Fremanezumab, when incubated at a concentration of 10 μM for 6 hours, can reverse the concentration-dependent inhibitory effect of CGRP on the transcription of IL1β, IL6, and IL12 in primary cultures of microglia from C57Bl mice induced by LPS; under conditions of LPS incubation alone, Fremanezumab did not alter the activation state of microglia [1]. After 72 hours of Fremanezumab treatment, it prevented the phenomenon of CGRP inhibiting the proliferation of NOD-derived splenocytes immunized with MOG35-55 on day 30 in mice, while having no effect on lymphocyte proliferation when acting alone [1]. At doses of 1-100 ng and a treatment duration of 1 hour, Fremanezumab reduced the immunodetection of homo sapiens and murine CGRP, with IC50 values for homo sapiens CGRP and murine CGRP being 7.94 nM and 19.6 nM, respectively [1]. Within the concentration range of 0.00001-1 μM, Fremanezumab significantly inhibited the vasodilatory effects induced by homo sapiens αCGRP, murine αCGRP, and the metabolically stable CGRP analog SAX in rat basilar artery segments, and reduced the pEC50 of CGRP from 8.0 to 6.3 and that of SAX from 7.2 to 6.3 [2].
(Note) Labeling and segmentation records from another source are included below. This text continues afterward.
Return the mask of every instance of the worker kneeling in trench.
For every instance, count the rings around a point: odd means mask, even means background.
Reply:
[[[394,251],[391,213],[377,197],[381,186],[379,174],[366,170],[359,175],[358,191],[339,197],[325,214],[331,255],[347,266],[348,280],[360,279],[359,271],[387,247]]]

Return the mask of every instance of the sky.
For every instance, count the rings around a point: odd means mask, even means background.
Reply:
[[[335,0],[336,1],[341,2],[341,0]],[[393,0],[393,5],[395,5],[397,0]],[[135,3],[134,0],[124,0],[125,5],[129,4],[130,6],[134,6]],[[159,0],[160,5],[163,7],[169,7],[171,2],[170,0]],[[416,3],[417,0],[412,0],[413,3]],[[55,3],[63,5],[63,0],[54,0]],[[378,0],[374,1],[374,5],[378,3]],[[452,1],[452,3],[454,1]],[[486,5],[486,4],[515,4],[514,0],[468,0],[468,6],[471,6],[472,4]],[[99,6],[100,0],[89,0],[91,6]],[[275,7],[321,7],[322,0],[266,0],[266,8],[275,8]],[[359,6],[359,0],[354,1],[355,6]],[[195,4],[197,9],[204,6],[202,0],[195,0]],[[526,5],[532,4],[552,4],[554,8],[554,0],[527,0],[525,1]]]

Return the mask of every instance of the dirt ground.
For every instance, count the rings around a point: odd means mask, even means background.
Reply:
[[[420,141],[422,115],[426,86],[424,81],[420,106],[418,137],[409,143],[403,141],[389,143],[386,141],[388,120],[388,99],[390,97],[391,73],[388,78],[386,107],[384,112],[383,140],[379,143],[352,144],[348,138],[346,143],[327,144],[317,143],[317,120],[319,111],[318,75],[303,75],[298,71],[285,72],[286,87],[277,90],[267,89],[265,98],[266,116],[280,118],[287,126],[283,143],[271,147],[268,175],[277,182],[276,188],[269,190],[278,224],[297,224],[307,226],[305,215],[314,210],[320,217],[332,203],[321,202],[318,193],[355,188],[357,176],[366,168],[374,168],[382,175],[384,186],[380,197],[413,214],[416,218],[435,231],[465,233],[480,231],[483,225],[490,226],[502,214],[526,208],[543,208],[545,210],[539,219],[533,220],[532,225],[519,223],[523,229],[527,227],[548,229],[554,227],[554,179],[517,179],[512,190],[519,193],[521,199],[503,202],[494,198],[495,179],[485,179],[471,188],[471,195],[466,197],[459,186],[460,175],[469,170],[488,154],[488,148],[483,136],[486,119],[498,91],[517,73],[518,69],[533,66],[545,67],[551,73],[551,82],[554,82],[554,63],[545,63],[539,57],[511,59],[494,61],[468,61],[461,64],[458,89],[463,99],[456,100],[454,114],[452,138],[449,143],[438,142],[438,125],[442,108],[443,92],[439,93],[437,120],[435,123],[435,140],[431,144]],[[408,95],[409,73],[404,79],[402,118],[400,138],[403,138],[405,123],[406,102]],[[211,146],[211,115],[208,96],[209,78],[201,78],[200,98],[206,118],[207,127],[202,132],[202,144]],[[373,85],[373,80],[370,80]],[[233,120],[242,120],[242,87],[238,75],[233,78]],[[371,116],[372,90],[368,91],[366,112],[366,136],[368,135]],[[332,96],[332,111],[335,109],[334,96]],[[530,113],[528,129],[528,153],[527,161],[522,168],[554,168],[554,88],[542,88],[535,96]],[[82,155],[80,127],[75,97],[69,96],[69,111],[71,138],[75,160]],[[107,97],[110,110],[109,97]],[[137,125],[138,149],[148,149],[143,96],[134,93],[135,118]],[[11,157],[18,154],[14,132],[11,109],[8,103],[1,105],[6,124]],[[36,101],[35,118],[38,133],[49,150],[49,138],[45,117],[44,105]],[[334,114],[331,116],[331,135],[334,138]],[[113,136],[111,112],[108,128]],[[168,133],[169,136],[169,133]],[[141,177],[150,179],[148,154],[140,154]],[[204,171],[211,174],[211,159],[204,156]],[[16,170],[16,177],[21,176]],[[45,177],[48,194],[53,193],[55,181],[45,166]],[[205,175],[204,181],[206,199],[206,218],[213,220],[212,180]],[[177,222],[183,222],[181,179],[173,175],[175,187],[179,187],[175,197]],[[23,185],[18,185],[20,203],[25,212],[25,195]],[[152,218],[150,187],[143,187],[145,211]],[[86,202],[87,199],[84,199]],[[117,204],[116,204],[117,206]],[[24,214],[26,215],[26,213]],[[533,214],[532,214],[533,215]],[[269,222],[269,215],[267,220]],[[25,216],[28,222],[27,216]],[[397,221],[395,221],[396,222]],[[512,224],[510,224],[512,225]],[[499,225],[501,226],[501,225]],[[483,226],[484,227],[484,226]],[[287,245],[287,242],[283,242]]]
In NOD mice, subcutaneous administration of 100 mg/kg Fremanezumab once every two weeks showed no significant effects on disease progression, survival rate, spinal cord neurodegenerative changes, or innate and adaptive immune responses[1].
In anesthetized male rats, a single intravenous injection of 30 mg/kg Fremanezumab selectively suppressed the activation of Aδ meningeal nociceptors induced by cortical spreading depression (CSD)[3].